Боб продолжает изливать душу: они дождались, пока он получил диплом юриста, поженились, родили троих детей, и сейчас у них пять внуков, он так гордится ими. «Если он начнет показывать мне фотографии младенцев, я его ударю», – думает Верна.
– Остается пустота, правда? – говорит Боб. – Ощущение потери.
Верна соглашается.
Боб говорит, что хочет заказать бутылку вина – не желает ли Верна составить ему компанию?
Ах ты сволочь, думает Верна. Значит, ты жил дальше припеваючи, обзавелся детишками, как будто ничего не случилось. А я… Ее мутит.
– Буду рада, – говорит она. – Но давайте подождем, пока мы окажемся на корабле. Так будет гораздо удобнее, легче расслабиться.
Она снова взглядывает на него и опускает веки.

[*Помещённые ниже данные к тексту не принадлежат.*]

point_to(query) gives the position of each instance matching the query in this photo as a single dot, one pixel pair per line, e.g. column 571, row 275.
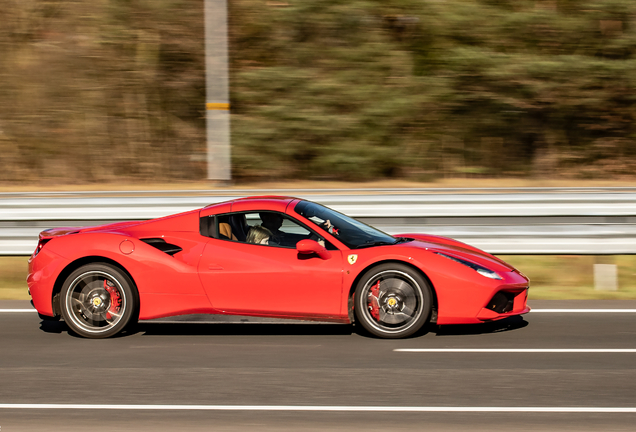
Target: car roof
column 266, row 202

– А теперь меня ждет «сон красоты».
– О, вы в этом совершенно не нуждаетесь, – галантно говорит Боб. И, сволочь такая, вежливо отодвигает ей стул. Полсотни лет назад он такой галантности не проявил. Их встреча была мерзка, груба и коротка, как выразился бы ее третий муж, цитируя слова Гоббса о человеческой жизни. Нынче девушки знают, что в таких случаях нужно идти в полицию. Нынче Боб мог бы врать сколько угодно – все равно его посадили бы, она была несовершеннолетняя. Но тогда не было даже слов, чтобы описать происшедшее: изнасилование – это когда на тебя из кустов выскакивает маньяк, а не когда мальчик, только что танцевавший с тобой на школьном балу, отвозит тебя в чахлый лесок недалеко от шахтерского городишки, приказывает тебе выпить, и ты послушно пьешь, а потом он разнимает тебя на части, сдирая слой за слоем. Мало того, скоро подъехал на собственной машине Кен, лучший друг Боба, – пособить приятелю. Они гоготали. И оставили себе ее пояс от чулок – на память.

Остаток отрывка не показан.